03/10/2008

gelado #99



Não há um único "Love You" nestes dois filmes.

Na primeira vez que tentei ver Before Sunrise, tinha então dezanove anos, adormeci ao fim de vinte minutos. Como tinha gravado, voltei à carga uns dias depois, e desta vez a experiência foi muito diferente, pois adormeci após os vinte e cinco minutos. E ficou por aí, durante uma década (até há três dias) a minha história com o filme de Richard Linklater, mesmo quando há um par de anos me ofereceram o dvd, desde logo guardado com todo o carinho na prateleira. No Domingo passado, antes de ir ter com o meu amante, estava a fazer zapping e encalho na TVI, que passava o Before Sunset, também ele ignorado até ao momento nesta casa. No ecrã, uma conversa num carro. Desliguei o miserável aparelho, que um filme é para ver do início. Reavivada a memória, pirateio com todo o gosto o Sunset, que fica pronto num instantinho, e activo o modo Double Bill para Terça-Feira, por entre o estritamente essencial à boa saúde, café e cigarros, não fosse voltar a adormecer a ver um filme, algo que já não sucede há muito tempo, nomeadamente desde. Before Sunrise, muito bem. Uma sucessão, até ao quarto de hora final, de conversas inteligentes e com o seu quê de verborraico, alguns clichés (aquele poeta, sinceramente...), um momento de constrangimento, e um agradável cartão de visita da Vienna turística. Dei-me conta que ao fim de um determinado período eu já não prestava a mínima atenção ao que diziam. A minha cabeça já estava no outro filme, pois, caro leitor, apesar de ignorado até à data, eu sabia bem a estória que o envolvia. No entanto, despertei a partir do momento em que a melancolia da despedida se foi instalando, e senti que o meu filme tinha começado; os Chesterfields, esses, marchavam que nem uvas, muito obrigado. Pasmoso aquele momento na fonte, com os olhares a substituírem as palavras de forma perfeita. Estação, beijos, choro. Dali a seis meses. Finito.

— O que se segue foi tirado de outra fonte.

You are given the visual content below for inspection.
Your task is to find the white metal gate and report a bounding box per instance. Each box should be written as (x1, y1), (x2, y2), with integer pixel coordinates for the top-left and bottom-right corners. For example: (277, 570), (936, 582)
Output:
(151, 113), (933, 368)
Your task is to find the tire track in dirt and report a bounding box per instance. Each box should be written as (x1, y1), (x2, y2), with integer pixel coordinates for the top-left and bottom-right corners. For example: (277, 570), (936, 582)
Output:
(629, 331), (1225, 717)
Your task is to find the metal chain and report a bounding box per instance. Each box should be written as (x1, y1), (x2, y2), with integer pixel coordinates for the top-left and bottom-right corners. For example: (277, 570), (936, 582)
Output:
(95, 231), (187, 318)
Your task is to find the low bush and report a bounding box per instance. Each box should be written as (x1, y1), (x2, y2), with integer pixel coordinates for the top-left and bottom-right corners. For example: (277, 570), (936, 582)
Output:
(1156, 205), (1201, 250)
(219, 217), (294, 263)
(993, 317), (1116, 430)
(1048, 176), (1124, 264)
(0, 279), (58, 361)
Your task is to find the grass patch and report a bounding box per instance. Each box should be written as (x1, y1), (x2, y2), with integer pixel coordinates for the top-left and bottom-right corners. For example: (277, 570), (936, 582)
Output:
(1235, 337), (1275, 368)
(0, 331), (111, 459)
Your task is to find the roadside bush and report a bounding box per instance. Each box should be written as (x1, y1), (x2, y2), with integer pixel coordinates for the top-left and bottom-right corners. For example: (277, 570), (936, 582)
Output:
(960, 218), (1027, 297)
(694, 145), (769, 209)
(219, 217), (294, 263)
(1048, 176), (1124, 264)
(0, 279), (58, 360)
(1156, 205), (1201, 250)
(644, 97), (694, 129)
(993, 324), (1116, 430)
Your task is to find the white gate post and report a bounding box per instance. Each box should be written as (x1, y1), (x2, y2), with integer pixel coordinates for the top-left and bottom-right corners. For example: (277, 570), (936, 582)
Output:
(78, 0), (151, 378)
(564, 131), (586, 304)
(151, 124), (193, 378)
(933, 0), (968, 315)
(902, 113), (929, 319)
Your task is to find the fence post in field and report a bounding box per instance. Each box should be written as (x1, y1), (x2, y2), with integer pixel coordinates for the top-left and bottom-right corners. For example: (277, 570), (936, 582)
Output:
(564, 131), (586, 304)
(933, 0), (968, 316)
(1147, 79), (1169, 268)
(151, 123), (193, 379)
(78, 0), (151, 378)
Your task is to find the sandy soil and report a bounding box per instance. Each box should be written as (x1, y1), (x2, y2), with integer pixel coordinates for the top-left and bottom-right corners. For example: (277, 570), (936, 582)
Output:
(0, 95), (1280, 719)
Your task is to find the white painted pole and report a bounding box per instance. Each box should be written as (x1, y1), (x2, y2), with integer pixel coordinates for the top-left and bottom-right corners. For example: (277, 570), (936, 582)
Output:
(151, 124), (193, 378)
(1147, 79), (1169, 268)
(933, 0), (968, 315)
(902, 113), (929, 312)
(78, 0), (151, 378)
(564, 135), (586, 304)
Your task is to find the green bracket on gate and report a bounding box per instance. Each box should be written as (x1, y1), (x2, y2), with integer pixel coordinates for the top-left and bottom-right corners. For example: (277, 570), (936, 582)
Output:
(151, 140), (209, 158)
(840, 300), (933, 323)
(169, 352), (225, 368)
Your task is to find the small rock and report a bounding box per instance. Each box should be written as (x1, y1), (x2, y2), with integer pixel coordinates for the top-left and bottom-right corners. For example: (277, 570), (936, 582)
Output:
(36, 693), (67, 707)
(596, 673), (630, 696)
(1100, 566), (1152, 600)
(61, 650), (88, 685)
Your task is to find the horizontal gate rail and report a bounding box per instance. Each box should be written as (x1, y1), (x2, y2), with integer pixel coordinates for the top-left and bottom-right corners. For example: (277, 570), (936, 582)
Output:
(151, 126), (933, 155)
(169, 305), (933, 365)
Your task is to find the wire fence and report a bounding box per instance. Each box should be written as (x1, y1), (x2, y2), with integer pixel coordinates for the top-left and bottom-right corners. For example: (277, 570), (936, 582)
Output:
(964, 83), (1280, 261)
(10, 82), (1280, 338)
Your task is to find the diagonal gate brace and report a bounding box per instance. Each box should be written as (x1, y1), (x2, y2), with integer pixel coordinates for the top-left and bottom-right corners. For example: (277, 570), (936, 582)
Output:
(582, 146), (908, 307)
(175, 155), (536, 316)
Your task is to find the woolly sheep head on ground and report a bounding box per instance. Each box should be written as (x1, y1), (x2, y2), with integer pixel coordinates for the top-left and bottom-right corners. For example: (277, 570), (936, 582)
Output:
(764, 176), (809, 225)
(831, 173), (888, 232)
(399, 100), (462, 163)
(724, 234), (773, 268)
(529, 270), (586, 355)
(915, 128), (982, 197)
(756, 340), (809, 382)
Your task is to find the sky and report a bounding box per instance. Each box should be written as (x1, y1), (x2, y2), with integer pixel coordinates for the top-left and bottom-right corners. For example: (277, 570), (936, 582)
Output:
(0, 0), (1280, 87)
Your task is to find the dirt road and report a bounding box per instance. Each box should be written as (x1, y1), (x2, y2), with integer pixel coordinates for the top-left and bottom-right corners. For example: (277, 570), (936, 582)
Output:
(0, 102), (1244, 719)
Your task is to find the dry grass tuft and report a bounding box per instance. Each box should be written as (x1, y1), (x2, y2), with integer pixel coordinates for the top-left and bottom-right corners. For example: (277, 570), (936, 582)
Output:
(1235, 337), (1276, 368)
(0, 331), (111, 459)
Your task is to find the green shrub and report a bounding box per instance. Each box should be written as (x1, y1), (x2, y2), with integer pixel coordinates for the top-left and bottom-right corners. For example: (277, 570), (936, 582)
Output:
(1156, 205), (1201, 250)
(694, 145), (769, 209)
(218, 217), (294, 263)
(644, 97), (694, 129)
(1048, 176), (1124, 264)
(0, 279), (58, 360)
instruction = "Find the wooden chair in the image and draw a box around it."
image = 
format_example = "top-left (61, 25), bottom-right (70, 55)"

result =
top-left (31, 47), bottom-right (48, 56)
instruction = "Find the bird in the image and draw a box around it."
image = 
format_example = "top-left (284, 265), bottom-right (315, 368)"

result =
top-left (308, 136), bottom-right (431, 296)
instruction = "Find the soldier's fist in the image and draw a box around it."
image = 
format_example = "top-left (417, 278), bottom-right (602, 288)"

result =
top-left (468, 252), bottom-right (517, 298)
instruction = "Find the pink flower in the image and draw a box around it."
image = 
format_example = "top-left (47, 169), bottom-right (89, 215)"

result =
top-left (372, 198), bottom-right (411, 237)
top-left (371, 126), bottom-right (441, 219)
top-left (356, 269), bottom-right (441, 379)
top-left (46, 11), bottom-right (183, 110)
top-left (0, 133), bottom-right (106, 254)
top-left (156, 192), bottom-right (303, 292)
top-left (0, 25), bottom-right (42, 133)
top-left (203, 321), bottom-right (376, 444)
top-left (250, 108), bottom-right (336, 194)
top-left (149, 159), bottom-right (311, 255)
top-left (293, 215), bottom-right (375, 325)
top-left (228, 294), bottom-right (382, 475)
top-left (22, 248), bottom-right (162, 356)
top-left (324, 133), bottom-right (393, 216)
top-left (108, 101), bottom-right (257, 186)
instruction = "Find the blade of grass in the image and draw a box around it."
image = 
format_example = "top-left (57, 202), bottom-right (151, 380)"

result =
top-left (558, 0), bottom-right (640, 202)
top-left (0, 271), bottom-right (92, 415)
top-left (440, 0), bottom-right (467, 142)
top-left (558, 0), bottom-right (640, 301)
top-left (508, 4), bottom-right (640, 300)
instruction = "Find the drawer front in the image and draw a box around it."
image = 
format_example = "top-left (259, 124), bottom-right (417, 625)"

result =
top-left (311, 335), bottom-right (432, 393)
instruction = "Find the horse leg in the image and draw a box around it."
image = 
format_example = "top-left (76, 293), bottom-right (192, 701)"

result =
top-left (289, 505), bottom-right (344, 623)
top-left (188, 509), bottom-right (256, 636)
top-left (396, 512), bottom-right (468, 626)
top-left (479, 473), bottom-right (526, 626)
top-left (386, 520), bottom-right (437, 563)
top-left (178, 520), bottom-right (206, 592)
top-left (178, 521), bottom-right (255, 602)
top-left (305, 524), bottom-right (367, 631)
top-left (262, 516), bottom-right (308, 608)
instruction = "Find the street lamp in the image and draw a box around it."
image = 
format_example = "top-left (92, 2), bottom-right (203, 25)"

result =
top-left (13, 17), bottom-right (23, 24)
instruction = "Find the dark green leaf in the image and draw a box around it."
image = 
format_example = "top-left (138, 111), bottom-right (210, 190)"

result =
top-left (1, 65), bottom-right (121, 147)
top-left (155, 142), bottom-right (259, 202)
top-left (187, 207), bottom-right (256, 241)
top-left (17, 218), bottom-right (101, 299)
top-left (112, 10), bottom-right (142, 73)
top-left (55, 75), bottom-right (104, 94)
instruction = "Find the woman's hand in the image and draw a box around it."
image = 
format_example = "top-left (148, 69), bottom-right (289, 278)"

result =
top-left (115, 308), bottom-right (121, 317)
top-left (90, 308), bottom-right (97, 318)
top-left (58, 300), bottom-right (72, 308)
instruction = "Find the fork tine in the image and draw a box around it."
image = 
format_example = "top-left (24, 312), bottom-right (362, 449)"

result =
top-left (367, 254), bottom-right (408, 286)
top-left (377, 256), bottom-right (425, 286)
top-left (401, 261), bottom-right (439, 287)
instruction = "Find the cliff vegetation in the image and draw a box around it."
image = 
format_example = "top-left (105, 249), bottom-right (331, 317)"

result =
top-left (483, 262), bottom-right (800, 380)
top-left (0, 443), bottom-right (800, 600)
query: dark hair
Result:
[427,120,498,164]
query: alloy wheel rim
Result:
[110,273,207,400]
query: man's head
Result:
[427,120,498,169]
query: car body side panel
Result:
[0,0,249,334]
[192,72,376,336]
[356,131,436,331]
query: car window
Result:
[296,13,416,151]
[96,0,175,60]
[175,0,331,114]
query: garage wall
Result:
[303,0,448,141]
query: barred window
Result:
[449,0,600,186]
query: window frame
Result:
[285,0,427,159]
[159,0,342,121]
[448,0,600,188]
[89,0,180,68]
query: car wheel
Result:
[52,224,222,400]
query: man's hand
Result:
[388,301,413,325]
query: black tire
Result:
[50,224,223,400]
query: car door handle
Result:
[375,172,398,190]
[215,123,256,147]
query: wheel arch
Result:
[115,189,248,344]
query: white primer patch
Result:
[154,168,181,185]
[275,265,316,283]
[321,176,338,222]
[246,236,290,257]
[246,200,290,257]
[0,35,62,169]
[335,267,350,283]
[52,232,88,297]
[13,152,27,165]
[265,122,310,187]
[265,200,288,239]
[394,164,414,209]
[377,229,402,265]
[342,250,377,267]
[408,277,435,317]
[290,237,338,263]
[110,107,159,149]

Ah, Paris, "Pári", a cidade da revolta estudantil, dos carros e das casas desfeitas pelos jovens da periferia, da Belucci a ser enrabada num túnel asqueroso, mon dieu, trés jolie. Shakespeare and Company. Um escritor a apresentar o seu livro, sem nunca deixar de referir o que lhe tinha acontecido nove anos antes. Flashbacks do primeiro filme, e uma salva de palmas para Linklater, por os encadear tão bem que a primeira aparição da Julie Delpy em Sunset mais parece advir dos mesmos, algo impossível de estar a acontecer naquele momento, um desejo do escritor. É mesmo ela, e lá vai o escritor Hawke a caminho da Julie, e há um embaraço tão grande naquele cumprimento que eu tive de parar o filme e ir comer um iogurte. E recomeçam a conversa, mas desta vez entrou por um ouvido e não saiu pelo outro. O pudor, santo Deus, o pudor. Uma catrefada de palavras e sorrisos para fugir ao silêncio, para fugir ao passado, para escapar à confrontação. ME? I have no problems, diz um sorridente Ethan. Temos de apalpar o terreno, estudar as hipóteses de êxito, antes da verdade nos sair da boca; até lá, não temos nem um problema. A vontade de aproximação de Hawke é tão grande (bem elucidada numa breve corrida até um banco de jardim) que espatifa qualquer cínica resistência. O tempo real de Linklater provoca a sensação de uma paradoxal clausura: o mundo entregue áqueles dois, não há mais nada, mais nada. Uma hora e pouco por nove anos, fraca consolação pela passagem do tempo. Este texto está com zero preocupações quanto à edição. Tal como em Sunrise, as palavras vão escasseando à medida que o fim se aproxima, mas desta vez transportam uma alusão de esperança. Magnífico e evocativo aquele subir de escadas no prédio de Delpy, revelação total do futuro próximo. Tens de apanhar o avião e depois.... Before Sunset não existe sem Before Sunrise, mas, quanto a mim, é Sunset que impregna de foco emocional os dois filmes. Um dos melhores que vi este ano. Quanto aos Chesterfields, marcharam que nem azeitonas, muito obrigado.